Notch signaling in KS cell survival and mural cell characteristic. (A) LEC, LEC/KSHV, and KS-IMM cells were treated by sDll4-Fc (4 μg/mL) or GSI-1 (1μM) for 48 hours. Purified human Fc fragment (4 μg/mL) and DMSO were used as control for sDll4-Fc and GSI-1, respectively. Cell viability was analyzed by MTT assay and normalized to control. (B) Cells were treated in the same way as in panel A but were harvested and subjected to quantitative RT-PCR. Expression of Notch pathway downstream genes was analyzed. (C) LEC/KSHV cells were transfected by Notch3 siRNA (20nM or 100nM) for 72 hours. Nonsilencing siRNA from QIAGEN (100 nM) was used as negative control. Cells were harvested, and Notch3 RNA level change after siRNA transfection was analyzed by quantitative RT-PCR. Expression level changes of putative Notch3 downstream genes were also analyzed. (D) Cells were treated in the way same as in panel C and subjected to Western blotting for Notch3 and α-SMA. The relative protein level of Notch3 and α-SMA was quantitated by ImageJ and normalized to β-actin level (E) Cells were treated as in panel C and subjected to MTT assay. Cell viability was normalized to mock transfection.

Figure 6

sDll4-Fc inhibits KS tumor growth in vivo. (A) Athymic mice were implanted with 2 × 10⁶ KS-IMM cells.

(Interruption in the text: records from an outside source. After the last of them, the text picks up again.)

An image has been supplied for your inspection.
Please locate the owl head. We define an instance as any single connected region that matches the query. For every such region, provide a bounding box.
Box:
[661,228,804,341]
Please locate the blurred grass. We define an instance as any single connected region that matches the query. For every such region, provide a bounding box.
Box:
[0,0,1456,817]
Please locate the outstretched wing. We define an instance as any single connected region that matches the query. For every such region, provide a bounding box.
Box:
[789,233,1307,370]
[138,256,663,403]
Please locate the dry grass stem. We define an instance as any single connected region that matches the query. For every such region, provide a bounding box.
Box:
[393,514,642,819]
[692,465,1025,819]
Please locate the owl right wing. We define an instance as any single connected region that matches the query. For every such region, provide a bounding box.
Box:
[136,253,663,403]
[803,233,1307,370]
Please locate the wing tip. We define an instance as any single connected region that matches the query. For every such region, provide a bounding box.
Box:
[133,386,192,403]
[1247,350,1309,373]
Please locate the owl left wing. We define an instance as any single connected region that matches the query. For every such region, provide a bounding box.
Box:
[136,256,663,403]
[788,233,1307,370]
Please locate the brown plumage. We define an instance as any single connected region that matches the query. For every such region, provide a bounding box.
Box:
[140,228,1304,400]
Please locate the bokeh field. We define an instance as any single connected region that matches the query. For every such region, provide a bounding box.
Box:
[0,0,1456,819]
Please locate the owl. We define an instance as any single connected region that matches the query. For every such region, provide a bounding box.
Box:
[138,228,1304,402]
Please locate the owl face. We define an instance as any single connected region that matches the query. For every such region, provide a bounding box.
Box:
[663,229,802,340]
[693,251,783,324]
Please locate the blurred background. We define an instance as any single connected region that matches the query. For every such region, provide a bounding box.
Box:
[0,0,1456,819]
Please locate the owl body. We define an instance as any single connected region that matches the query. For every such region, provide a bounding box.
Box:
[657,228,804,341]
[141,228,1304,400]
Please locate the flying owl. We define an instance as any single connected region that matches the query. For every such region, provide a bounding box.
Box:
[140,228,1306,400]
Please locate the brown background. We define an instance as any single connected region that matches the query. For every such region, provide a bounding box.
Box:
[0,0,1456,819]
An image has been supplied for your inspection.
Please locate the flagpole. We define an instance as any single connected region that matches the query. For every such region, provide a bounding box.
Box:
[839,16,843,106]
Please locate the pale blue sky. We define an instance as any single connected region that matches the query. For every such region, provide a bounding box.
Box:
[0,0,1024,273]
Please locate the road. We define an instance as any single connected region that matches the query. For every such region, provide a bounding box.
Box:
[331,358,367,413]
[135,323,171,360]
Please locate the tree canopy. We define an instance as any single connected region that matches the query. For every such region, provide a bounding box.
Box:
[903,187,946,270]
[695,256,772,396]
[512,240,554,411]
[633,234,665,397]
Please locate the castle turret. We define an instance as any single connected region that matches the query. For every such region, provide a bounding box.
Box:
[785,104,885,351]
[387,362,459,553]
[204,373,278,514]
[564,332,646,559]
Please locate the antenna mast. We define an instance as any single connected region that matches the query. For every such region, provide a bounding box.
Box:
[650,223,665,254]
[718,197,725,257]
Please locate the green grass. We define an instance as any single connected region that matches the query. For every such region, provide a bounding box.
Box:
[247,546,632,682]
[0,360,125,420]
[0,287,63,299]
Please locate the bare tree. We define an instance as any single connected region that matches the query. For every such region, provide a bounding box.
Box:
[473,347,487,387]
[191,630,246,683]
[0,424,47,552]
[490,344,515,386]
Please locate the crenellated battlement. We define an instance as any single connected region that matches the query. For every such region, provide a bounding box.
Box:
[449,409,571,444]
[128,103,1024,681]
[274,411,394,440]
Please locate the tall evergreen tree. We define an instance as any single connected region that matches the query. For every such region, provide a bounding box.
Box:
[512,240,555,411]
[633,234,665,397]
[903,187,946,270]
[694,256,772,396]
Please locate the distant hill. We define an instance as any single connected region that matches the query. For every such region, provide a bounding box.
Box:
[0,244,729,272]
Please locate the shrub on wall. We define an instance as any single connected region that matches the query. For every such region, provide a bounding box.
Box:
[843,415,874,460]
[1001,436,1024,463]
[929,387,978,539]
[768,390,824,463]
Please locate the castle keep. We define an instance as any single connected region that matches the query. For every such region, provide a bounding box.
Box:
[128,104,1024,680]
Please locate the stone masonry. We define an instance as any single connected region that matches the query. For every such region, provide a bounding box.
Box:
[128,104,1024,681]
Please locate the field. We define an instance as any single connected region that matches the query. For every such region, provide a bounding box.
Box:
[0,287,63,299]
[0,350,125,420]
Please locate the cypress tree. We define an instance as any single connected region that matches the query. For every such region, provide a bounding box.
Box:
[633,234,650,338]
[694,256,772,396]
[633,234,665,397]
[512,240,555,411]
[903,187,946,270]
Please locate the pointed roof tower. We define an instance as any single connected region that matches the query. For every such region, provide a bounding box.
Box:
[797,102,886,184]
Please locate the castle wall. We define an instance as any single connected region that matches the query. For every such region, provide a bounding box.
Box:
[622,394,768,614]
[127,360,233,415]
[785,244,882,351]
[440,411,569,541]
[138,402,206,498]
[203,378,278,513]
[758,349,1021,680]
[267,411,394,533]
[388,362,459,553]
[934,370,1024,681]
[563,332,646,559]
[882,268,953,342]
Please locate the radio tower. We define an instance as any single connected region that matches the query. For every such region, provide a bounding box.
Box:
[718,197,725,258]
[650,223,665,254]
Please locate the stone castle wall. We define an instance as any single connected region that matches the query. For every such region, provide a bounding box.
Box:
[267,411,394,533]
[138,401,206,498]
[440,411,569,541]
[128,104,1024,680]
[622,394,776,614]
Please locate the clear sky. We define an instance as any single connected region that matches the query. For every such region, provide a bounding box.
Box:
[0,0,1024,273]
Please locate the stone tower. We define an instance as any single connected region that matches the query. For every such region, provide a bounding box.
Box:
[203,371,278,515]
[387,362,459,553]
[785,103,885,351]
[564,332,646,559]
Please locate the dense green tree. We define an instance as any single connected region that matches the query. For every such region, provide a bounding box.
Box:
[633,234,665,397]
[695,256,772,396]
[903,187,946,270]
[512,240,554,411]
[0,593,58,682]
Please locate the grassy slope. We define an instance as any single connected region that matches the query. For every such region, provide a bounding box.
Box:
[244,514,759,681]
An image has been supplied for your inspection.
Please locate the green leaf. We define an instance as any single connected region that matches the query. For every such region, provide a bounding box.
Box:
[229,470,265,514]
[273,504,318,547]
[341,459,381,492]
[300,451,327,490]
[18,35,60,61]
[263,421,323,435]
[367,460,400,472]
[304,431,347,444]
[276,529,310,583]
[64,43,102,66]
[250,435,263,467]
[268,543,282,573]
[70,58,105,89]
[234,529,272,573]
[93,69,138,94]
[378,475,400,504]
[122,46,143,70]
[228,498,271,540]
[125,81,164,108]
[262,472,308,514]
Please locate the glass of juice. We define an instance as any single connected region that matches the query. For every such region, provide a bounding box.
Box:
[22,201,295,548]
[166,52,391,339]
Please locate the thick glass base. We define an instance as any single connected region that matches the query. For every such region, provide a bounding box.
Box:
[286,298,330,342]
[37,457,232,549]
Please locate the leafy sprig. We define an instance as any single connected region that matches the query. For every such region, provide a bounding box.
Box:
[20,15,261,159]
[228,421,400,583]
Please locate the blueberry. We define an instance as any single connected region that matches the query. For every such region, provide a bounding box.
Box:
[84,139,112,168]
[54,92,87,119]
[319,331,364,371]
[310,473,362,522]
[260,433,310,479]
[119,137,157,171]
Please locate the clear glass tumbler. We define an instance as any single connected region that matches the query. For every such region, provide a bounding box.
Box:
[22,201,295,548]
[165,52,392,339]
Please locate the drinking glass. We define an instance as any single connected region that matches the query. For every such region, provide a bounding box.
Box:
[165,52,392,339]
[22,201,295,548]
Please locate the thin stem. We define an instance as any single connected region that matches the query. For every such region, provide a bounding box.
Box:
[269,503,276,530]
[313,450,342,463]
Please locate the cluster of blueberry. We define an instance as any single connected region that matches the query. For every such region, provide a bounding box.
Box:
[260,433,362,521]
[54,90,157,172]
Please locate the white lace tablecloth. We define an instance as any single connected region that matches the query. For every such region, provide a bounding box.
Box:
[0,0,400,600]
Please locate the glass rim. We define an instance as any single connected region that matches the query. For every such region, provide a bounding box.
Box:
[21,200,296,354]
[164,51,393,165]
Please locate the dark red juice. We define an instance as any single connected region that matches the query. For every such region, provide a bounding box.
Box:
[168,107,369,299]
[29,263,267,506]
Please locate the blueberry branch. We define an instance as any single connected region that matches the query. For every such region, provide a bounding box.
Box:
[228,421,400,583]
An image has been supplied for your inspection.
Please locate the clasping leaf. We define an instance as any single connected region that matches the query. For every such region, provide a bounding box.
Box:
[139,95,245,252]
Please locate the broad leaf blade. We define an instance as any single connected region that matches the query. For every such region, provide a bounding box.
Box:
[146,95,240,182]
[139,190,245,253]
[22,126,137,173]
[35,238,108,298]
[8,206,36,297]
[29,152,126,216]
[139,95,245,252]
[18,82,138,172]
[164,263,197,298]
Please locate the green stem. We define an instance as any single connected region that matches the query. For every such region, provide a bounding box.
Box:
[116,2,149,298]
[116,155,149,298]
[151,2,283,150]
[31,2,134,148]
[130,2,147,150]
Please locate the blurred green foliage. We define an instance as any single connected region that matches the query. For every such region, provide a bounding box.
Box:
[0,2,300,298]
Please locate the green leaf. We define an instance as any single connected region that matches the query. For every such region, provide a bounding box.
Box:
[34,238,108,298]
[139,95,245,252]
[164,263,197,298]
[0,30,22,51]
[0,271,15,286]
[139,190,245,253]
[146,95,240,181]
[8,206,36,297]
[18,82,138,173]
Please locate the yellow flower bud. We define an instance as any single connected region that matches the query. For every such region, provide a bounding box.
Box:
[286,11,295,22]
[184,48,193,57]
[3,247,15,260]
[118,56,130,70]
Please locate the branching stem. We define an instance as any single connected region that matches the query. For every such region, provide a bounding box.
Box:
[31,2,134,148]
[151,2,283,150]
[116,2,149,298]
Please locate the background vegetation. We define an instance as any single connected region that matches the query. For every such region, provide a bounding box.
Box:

When tumor sizes were approximately 100 mm³, mice were randomly assigned to treatment groups (6 per group) (day 0). Mice were treated by intraperitoneal injection of sDll4-Fc (10 mg/kg) or PBS, 3 times a week for 31 days. Tumor volume was measured 3 times a week. The P value was calculated by Student t test. (B) Just before tissue harvest, mice were infused with RCA-Lectin and hypoxyprobe. Tumor tissue structure was examined by hematoxylin and eosin staining. Perfused vessels were localized by RCA-Lectin, microvascular endothelial cells were localized by CD31 staining, and pericytes were localized by NG2 staining. Nuclei were counterstained with 6-diamidino-2-phenylindole dihydrochloride. Proliferating cells within the tumor were assessed by immunostaining with anti-Ki67 antibody. Apoptosis was examined with TUNEL assay. Hypoxia was assessed by immunostaining with anti-Hypoxyprobe antibody. Quantitation was performed with the use of Bioquant Image Analysis (Bioquant), and the relative fluorescence level is shown below the panel. The confocal images were taken at an original magnification ×60.